These results are pretty strange.  The monthly pattern in the mean is all messed up.  Interestingly, the
variability in the new monthly temperature values actually seems to be _higher_ than what we were seeing
in the old data.  Apparently, monthly mean temperatures are pretty consistent from year to year, having
a standard deviaiton (for this grid cell) of about 1-4 K, depending on the month.  

Results from applying the mean of the new fractions look more similar to the badly Celsius converted results 
than they do to the correct results, suggesting that there is a bad conversion in here somewhere.


## Tentative Conclusions

The shift in the zero point between Celsius and Kelvin invalidates the monthly fractions.  So, if we 
convert units _before_ we apply (or, equally, compute) the monthly fractions, we will 
get bogus results.  Note that this should _not_ be a problem with `pr` unit conversion because 
that function applies only a multiplicative scale, which will not invalidate the monthly fractions.
Generally, I think we should avoid Celsius conversions in our calculation.  It's easy enough to convert
on the fly if we want to display in Celsius, or if another code requires Celsius values, so it's not
worth the risk of getting screwy results.

That said, there is still something off about the latest round of monthly values.  They don't match up
with the old values at all, and they don't fit the expected seasonal pattern for the grid cell we are
looking at.  

Finally, it looks as if the low year to year variability is real.  If anything, the year to year variability 
in the latest round of calculations seems too high, about 5 times what we are seeing in the raw monthly 
temperatures.  This is a little annoying because the large $\alpha$ values implied by the low variability
seem to take a lot longer to fit in the stan sampler.  (Fitting precipitation distributions, on the other
hand, goes very quickly.)

## Where do we go from here?

There is something very weird in the latest new monthly values.  At this point, unless there's an obvious
explanation for it, I'm not sure it's worth trying to track down what is causing it.  We have just about 
everything we need here to create the input to the Stan calculation directly from the netcdf files of
monthly data, so maybe we get back on track quicker if we just write those data off and start over.

I'm not crazy about the slow Stan fits for temperature.

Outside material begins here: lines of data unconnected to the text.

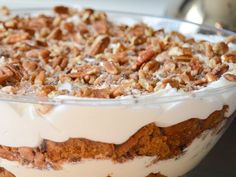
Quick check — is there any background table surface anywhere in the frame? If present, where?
[0,0,236,177]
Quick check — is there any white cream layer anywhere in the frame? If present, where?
[0,121,229,177]
[0,77,236,147]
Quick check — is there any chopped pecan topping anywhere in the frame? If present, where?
[223,53,236,63]
[88,35,110,56]
[136,49,156,66]
[224,74,236,82]
[34,70,46,85]
[0,6,236,98]
[103,61,119,74]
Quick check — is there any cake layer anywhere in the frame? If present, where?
[0,117,228,177]
[0,106,228,169]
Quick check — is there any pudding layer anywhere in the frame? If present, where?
[0,113,230,177]
[0,106,227,169]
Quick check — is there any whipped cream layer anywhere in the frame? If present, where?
[0,118,227,177]
[0,77,236,147]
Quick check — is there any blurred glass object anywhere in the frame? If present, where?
[167,0,236,31]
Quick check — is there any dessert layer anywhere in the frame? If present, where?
[0,119,229,177]
[0,6,236,99]
[0,80,236,147]
[0,106,228,169]
[0,6,236,147]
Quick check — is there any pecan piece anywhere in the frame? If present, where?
[223,53,236,63]
[212,64,229,77]
[205,72,218,82]
[136,49,156,67]
[68,65,100,79]
[0,66,14,84]
[102,61,119,74]
[80,88,111,98]
[142,60,161,73]
[88,35,110,56]
[34,70,46,85]
[5,33,30,44]
[22,61,38,72]
[93,20,108,34]
[18,147,34,162]
[213,42,229,55]
[0,167,16,177]
[224,74,236,82]
[224,36,236,44]
[174,55,193,62]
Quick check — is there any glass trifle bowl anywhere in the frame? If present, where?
[0,3,236,177]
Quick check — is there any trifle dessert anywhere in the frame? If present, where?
[0,6,236,177]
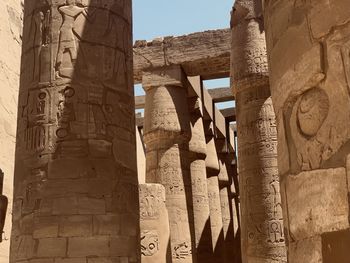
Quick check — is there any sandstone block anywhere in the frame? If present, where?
[109,236,139,257]
[288,236,322,263]
[93,214,121,235]
[33,216,58,238]
[67,236,109,257]
[285,168,349,240]
[55,258,86,263]
[59,216,92,237]
[36,238,67,258]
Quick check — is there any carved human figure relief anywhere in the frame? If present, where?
[290,87,332,171]
[56,0,87,77]
[341,41,350,96]
[298,88,329,137]
[141,230,159,257]
[30,1,51,82]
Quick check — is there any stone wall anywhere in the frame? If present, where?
[0,0,22,263]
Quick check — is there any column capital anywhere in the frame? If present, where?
[142,65,187,90]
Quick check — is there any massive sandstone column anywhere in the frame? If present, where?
[231,0,286,263]
[264,0,350,263]
[10,0,139,263]
[142,66,195,263]
[139,184,171,263]
[0,0,22,263]
[189,97,212,263]
[204,121,224,263]
[215,138,234,262]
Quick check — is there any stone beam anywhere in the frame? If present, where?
[135,88,235,109]
[220,108,236,122]
[208,88,235,103]
[134,29,231,83]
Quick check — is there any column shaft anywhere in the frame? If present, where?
[204,121,224,263]
[143,67,195,263]
[231,0,286,263]
[139,184,171,263]
[189,97,212,263]
[10,0,139,263]
[264,0,350,263]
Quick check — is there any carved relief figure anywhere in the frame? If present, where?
[341,41,350,95]
[290,87,332,170]
[268,220,284,243]
[30,1,51,81]
[56,0,87,77]
[141,230,159,257]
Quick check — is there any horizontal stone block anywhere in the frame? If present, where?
[48,159,96,179]
[78,197,106,215]
[55,257,86,263]
[59,216,92,237]
[68,236,109,257]
[11,235,36,260]
[93,214,121,235]
[36,238,67,258]
[288,236,322,263]
[110,236,140,257]
[284,168,349,240]
[33,216,59,238]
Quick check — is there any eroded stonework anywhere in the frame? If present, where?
[10,0,140,262]
[231,0,287,262]
[264,0,350,263]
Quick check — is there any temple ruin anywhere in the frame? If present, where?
[0,0,350,263]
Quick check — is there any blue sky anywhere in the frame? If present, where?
[133,0,234,107]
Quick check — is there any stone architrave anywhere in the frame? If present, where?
[0,0,23,263]
[139,184,171,263]
[215,138,235,262]
[10,0,140,263]
[188,97,212,263]
[264,0,350,263]
[231,0,287,263]
[142,66,195,263]
[204,121,224,263]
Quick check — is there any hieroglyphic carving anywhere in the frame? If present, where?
[140,188,164,220]
[141,231,159,257]
[56,0,87,77]
[11,0,139,262]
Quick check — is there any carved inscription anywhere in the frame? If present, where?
[141,230,159,257]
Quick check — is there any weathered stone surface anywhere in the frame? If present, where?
[10,0,139,263]
[36,238,67,258]
[0,0,22,263]
[134,29,230,83]
[231,0,287,263]
[283,168,349,240]
[67,236,110,257]
[144,66,196,263]
[264,0,350,263]
[204,121,224,263]
[188,97,213,263]
[139,184,171,263]
[288,236,322,263]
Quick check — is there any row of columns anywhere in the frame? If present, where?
[231,0,350,263]
[140,66,238,263]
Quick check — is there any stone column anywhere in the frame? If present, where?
[264,0,350,263]
[10,0,140,263]
[139,184,171,263]
[142,66,195,263]
[204,121,224,263]
[189,97,212,263]
[231,0,286,263]
[0,0,23,262]
[215,138,234,262]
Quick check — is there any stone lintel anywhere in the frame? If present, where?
[134,29,231,83]
[142,65,187,90]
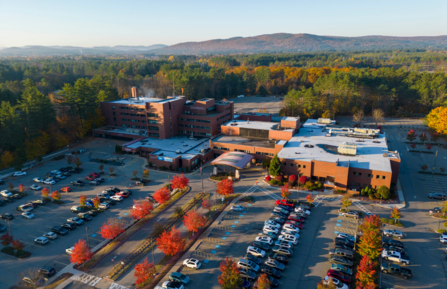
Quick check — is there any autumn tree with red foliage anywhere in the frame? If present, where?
[281,184,290,200]
[0,232,14,246]
[41,188,50,198]
[100,219,125,240]
[157,227,186,256]
[130,200,154,220]
[355,255,377,289]
[154,187,171,205]
[217,257,243,289]
[133,257,157,286]
[79,195,87,206]
[216,179,234,197]
[171,174,189,190]
[51,191,61,200]
[183,210,206,233]
[70,240,93,265]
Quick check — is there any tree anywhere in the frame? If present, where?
[130,199,154,220]
[390,206,402,223]
[12,240,25,252]
[217,257,243,289]
[355,255,377,288]
[0,232,14,247]
[157,227,186,256]
[216,179,234,197]
[341,195,352,209]
[154,187,171,205]
[426,106,447,134]
[73,158,82,168]
[93,196,101,209]
[183,210,206,233]
[70,240,93,265]
[257,273,272,289]
[100,218,125,240]
[281,184,290,200]
[51,191,61,200]
[171,174,189,190]
[358,230,382,260]
[269,154,281,177]
[352,110,365,124]
[306,194,314,205]
[79,195,87,206]
[133,257,157,286]
[41,188,50,198]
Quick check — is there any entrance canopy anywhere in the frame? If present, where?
[211,152,254,169]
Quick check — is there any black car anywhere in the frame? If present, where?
[51,227,68,236]
[71,181,84,187]
[261,265,281,278]
[269,253,289,264]
[2,213,14,220]
[61,223,76,231]
[38,267,56,277]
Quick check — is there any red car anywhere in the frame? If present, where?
[286,220,304,229]
[276,199,295,208]
[289,216,304,223]
[326,269,351,284]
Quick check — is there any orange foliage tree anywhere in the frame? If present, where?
[133,257,157,286]
[70,240,93,264]
[100,219,125,240]
[157,227,186,256]
[130,200,154,220]
[154,187,171,205]
[183,210,206,233]
[171,174,189,190]
[216,179,234,197]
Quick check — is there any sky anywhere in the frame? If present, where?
[0,0,447,47]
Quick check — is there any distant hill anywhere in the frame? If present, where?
[0,44,166,56]
[152,33,447,55]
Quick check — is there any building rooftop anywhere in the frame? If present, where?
[213,135,276,148]
[278,124,399,172]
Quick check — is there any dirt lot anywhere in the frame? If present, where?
[229,96,284,116]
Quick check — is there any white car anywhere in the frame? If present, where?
[43,232,57,240]
[282,224,300,233]
[13,172,26,177]
[247,246,265,258]
[0,190,12,197]
[43,179,56,185]
[98,203,110,210]
[183,258,202,270]
[264,220,281,230]
[110,196,123,202]
[255,236,273,245]
[34,237,50,245]
[263,226,279,235]
[295,207,310,216]
[323,276,349,289]
[30,185,42,191]
[22,212,34,219]
[278,235,298,245]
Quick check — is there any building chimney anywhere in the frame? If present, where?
[131,86,138,97]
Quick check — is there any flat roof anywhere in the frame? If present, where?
[213,135,276,148]
[223,119,293,131]
[278,127,399,172]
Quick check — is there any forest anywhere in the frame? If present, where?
[0,50,447,169]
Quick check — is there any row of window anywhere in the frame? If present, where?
[352,172,386,180]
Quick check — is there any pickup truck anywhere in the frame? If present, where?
[383,230,404,239]
[381,262,413,279]
[382,250,410,265]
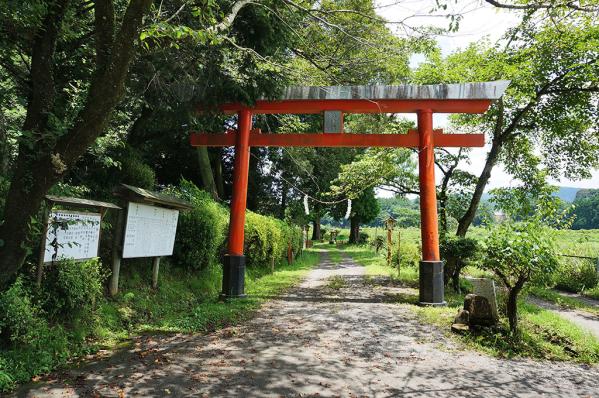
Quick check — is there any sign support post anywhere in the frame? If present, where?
[110,210,126,297]
[152,257,160,289]
[35,201,52,287]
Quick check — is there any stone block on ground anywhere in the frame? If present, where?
[464,294,497,326]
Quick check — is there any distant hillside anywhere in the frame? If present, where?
[576,189,599,199]
[482,187,580,202]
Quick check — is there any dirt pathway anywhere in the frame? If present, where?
[527,296,599,339]
[554,290,599,308]
[14,252,599,397]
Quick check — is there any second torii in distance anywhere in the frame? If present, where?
[190,81,509,305]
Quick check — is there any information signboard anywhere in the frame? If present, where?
[123,202,179,258]
[44,210,102,263]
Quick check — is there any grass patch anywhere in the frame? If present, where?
[584,286,599,300]
[0,250,319,395]
[415,294,599,363]
[343,245,418,287]
[530,287,599,315]
[325,243,343,264]
[338,246,599,363]
[111,251,319,333]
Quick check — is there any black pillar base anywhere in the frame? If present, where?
[220,254,245,299]
[418,261,447,307]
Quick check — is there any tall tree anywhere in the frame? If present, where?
[0,0,151,286]
[415,18,599,236]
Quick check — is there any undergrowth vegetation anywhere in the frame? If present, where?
[344,239,599,363]
[0,180,310,392]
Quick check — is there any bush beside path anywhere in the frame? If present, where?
[19,247,599,397]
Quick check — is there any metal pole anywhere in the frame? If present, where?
[221,108,252,298]
[418,109,445,305]
[36,201,52,287]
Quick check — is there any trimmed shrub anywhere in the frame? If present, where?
[245,212,302,267]
[0,278,48,344]
[41,259,106,324]
[120,150,156,189]
[166,180,228,270]
[555,257,599,293]
[0,278,73,392]
[391,239,420,268]
[439,235,478,292]
[165,180,302,269]
[358,232,368,245]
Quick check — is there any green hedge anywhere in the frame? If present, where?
[166,180,302,269]
[555,257,599,293]
[168,180,229,270]
[244,212,302,267]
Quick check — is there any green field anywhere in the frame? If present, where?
[338,227,599,257]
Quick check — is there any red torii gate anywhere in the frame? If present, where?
[190,81,509,305]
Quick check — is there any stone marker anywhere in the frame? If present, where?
[467,278,499,321]
[464,294,497,326]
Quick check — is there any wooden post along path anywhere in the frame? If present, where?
[36,195,121,287]
[190,81,509,305]
[110,184,193,296]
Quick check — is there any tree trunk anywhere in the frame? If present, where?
[349,217,360,244]
[127,106,154,148]
[506,279,525,334]
[0,0,151,289]
[196,146,218,200]
[212,148,225,200]
[279,180,289,220]
[456,99,506,238]
[456,135,504,238]
[451,260,462,294]
[312,217,321,241]
[438,191,447,236]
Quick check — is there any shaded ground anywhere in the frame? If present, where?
[555,290,599,308]
[14,253,599,397]
[527,292,599,338]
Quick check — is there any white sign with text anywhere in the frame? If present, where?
[123,202,179,258]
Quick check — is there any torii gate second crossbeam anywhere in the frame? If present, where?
[190,81,509,305]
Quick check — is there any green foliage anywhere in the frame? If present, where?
[572,190,599,229]
[482,220,559,332]
[0,278,73,391]
[439,235,478,291]
[0,278,47,344]
[41,259,106,324]
[244,212,302,267]
[167,180,228,270]
[165,180,302,270]
[119,150,156,189]
[371,236,385,253]
[481,221,559,288]
[357,232,368,245]
[391,239,421,270]
[555,257,599,293]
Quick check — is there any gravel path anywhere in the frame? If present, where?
[527,296,599,339]
[554,290,599,308]
[14,255,599,397]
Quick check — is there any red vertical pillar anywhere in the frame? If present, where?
[418,109,445,305]
[222,109,252,298]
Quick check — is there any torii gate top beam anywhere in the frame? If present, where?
[221,80,510,114]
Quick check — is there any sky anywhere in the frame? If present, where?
[376,0,599,196]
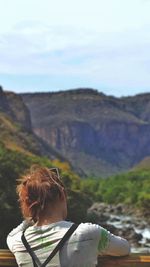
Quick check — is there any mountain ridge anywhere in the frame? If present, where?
[21,88,150,176]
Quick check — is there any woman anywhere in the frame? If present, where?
[7,167,130,267]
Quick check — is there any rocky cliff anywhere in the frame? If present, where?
[22,89,150,176]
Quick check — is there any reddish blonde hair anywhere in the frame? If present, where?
[17,166,64,222]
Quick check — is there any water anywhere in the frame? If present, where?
[107,215,150,253]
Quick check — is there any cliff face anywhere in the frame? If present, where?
[22,89,150,176]
[0,87,67,160]
[0,87,31,131]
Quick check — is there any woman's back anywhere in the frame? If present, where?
[7,221,129,267]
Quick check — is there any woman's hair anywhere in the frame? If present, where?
[17,166,64,222]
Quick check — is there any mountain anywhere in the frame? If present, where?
[0,87,69,161]
[21,88,150,177]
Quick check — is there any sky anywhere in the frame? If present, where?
[0,0,150,97]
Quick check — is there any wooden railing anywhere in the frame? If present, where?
[0,249,150,267]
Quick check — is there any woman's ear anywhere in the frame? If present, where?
[60,188,67,201]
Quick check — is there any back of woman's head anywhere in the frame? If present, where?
[17,166,64,222]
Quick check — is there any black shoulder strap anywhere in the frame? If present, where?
[21,224,78,267]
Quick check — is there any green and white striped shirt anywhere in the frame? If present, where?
[7,221,130,267]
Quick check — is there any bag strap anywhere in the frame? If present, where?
[21,224,78,267]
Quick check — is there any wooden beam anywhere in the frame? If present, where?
[0,249,150,267]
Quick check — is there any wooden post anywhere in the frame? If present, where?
[0,249,150,267]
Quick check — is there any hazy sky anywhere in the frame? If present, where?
[0,0,150,96]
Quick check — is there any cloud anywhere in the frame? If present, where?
[0,21,150,95]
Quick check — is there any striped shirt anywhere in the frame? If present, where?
[7,221,130,267]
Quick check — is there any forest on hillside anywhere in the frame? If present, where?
[0,143,150,248]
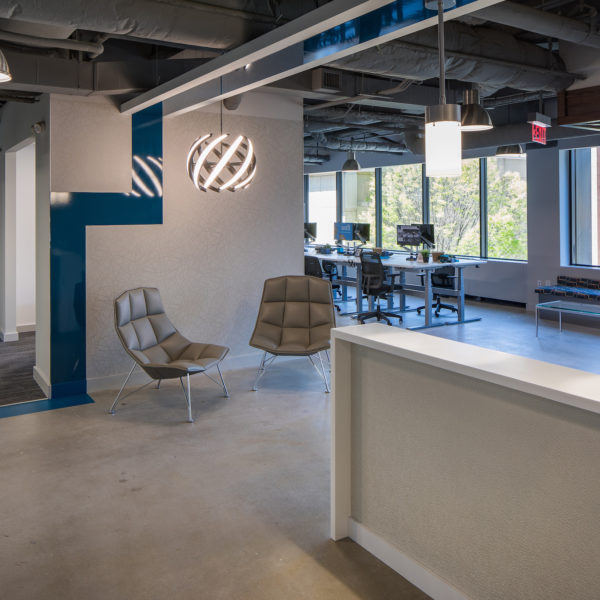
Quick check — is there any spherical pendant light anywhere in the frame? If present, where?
[187,133,256,192]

Right now it takes about 10 minutes to do 64
grid cells on 4 processors.  That's about 27 hours per model (I think) on a single PIC node.  We could 
parallelize over more nodes and get it done faster, but it's still not ideal. I think I might be able 
to speed the calculation along by specifying a better prior, but it will require some experimenting, and 
at least initially those experiments could be a little slow.

## Converting to monthly fractions

Normalize the `tas` and `pr` data to produce monthly fractions (instead of averages).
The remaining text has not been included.